System stability analysis was as follows:

to analyze the stability of the entire EID system, consider an augmented system that includes a designed integral sliding mode observer, a low pass filter h(s), and a system (14).

The state space equation of the low-pass filter is

The combinations (26), (30) and (43) can be obtained

By substituting formulae (30) and (43) for formula (14)

According to formulae (19), (30) and (43) have

Combining the formulae (44), (45) and (46) to obtain an augmentation system of

Wherein

Theorem 2: there is a small normal number η₃，η₄，η₅And Λ satisfy

Then X will converge to the neighborhood Ω near the origin

Where τ is a small positive constant, so the augmentation system (47) is globally coherent and ultimately bounded.

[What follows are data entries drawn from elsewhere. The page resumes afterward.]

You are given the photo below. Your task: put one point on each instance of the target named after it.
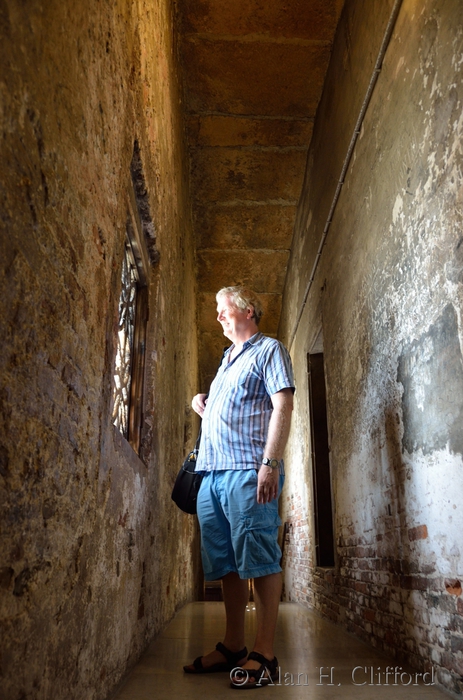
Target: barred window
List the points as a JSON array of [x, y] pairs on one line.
[[129, 365], [130, 351]]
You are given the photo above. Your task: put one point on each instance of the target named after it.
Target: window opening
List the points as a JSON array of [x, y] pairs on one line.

And (3) proving that: selecting the Lyapunov function as

V₂＝X^TX (50)

Derived from formula (50)

According to the Yang inequality has eta₃，η₄，η₅Satisfy the requirement of

Then there is

When X is outside the region Ω, there are

Thus can be obtained inAt a time there is

This completes the system stability certification.

The designed magnetic loss fault tolerance control method is verified through an application example of a PMSM drive system, and the whole system framework diagram is shown in figure 3.

It should be understood that the above examples are only for clearly illustrating the technical solutions of the present invention, and are not intended to limit the embodiments of the present invention. Other variations and modifications will be apparent to persons skilled in the art in light of the above description. And are neither required nor exhaustive of all embodiments. Any modification, equivalent replacement, and improvement made within the spirit and principle of the present invention should be included in the protection scope of the claims of the present invention.